- İnceler Location in Turkey İnceler İnceler (Turkey Aegean)
- Coordinates: 37°42′43″N 29°34′40″E﻿ / ﻿37.71194°N 29.57778°E
- Country: Turkey
- Province: Denizli
- District: Bozkurt
- Time zone: UTC+3 (TRT)

= İnceler, Bozkurt =

Town in Turkey

İnceler (also: İnceler Kasabası) is a neighbourhood of the municipality and district of Bozkurt, Denizli Province, Turkey. Before the 2013 reorganisation, it was a town (belde).

==History==
The true history of the place is not exactly known, as the first inhabitants of İnceler dates back 800–900 years from now. There are various rumours told by the elders of the town about this. According to the most widely accepted one;

Physical conditions of the area were very attractive for nomadic people because there were two lakes in the name of "Küçük göl" and "Kanlıca göl" which are lacking water at present (however the municipality is now working on filling them with water once more). Besides, the mountainous part of the area was full of pastures to feed the animals, so the Yörüks used to spend the spring and summer months in this area (it is known that there are graves of the Yörüks around Küçük göl).

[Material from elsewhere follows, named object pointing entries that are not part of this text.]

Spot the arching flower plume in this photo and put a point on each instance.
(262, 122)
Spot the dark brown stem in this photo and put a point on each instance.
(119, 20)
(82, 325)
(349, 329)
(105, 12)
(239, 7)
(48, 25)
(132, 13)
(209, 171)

It is said that İnce Ali (one of the Yoruk Beys), placed his nomad camp near the spring of water that came from the mountains and settled down where İnceler town is located now. In time, this nomad camp got populous and with the migrations from surrounding villages, it eventually became a village. According to the rumours, İnce Ali died while building a mosque and the town was named İnceler to the honour of him.

Some findings reveal that the Greek were occupied with forestry work around Karakısık before the term of Republic. However they left the area after the foundation of Republic.

Inceler remained as a village until 1955 and governed by a muhtar (the elected head of a village), but it became a municipality in 1955.